Pasha enfiou as mãos nos bolsos do casaco que outrora pertencera a seu pai. Os ombros do rapaz encolheram-se diante ao nome dos falecidos vizinhos e um arrepio pavoroso lhe percorreu a espinha. Lembrou que o fantasma de Vozroditsky provavelmente conhecia seus pensamentos tidos como impuros e a culpa, até então obstruída pelo objetivo momentâneo, voltou a aparecer.

— O que há de emocionante em perturbar o descanso dos mortos? — indagou Pavel em tom repreensivo — deixe que fiquem em seus caixões! Os coitados já sofreram demais nesta vida.

— Pare de falar como Tânia. — respondeu o outro, retribuindo o tom de voz empregado pelo amigo

Ficaram em silêncio depois das réplicas, sem nunca deixar de caminhar. Passaram neste instante pela entrada que desembocava nas plantações e um único destino fez-se possível: o local onde outrora se encontrava a casa dos Karev.

Há muito tempo não se ia para aqueles lados da estrada, de forma que a relva, ressurgida de seu manto branco, tomava as pedrinhas demarcadoras e o caminho se estreitava sem os cavalos, as rodas e as lâminas das conduções.

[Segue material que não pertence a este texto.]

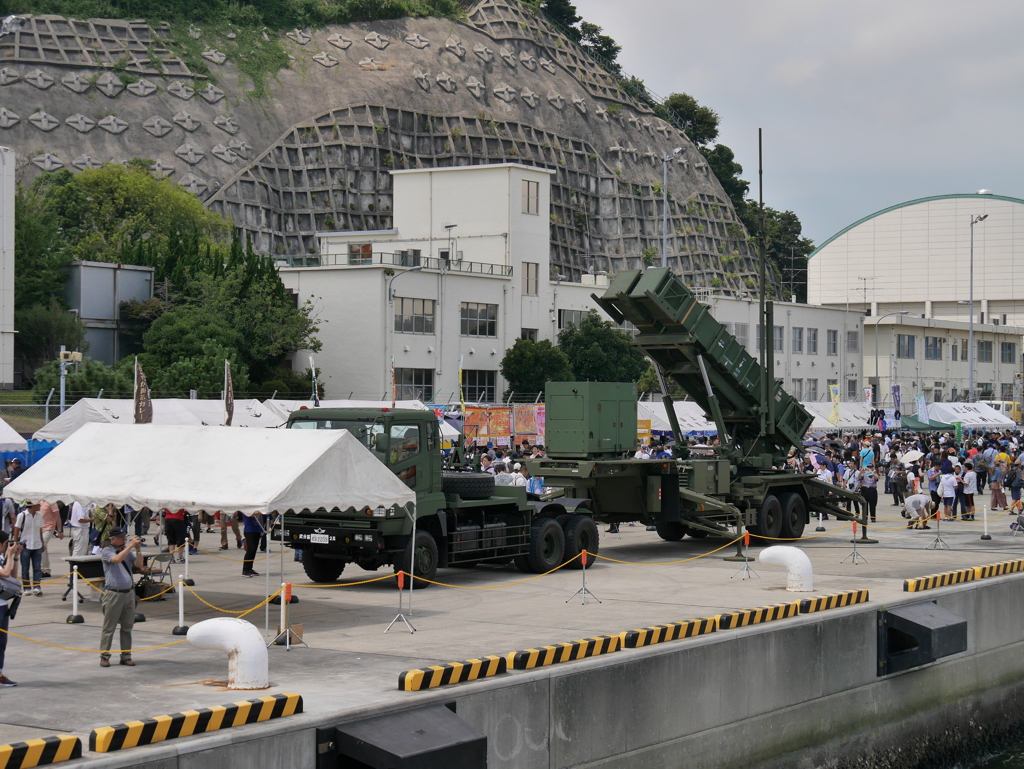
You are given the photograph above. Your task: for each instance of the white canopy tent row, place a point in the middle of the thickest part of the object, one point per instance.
(213, 468)
(165, 412)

Pinheiros, que retomavam sua cor original aos poucos, serviam como oficiais do exército, postados ao lado da tumba de um companheiro que recebe suas honras fúnebres, um último adeus, em direção ao lar de Mikhail Andreyevitch Karev, o garotinho que já não existia, bem como sua família.

— Você sabe onde essa estrada vai dar, não é? — perguntou um Pavel receoso, conforme avançavam pelo caminho que daria no nada que provavelmente restou do lar de infância de Mikha.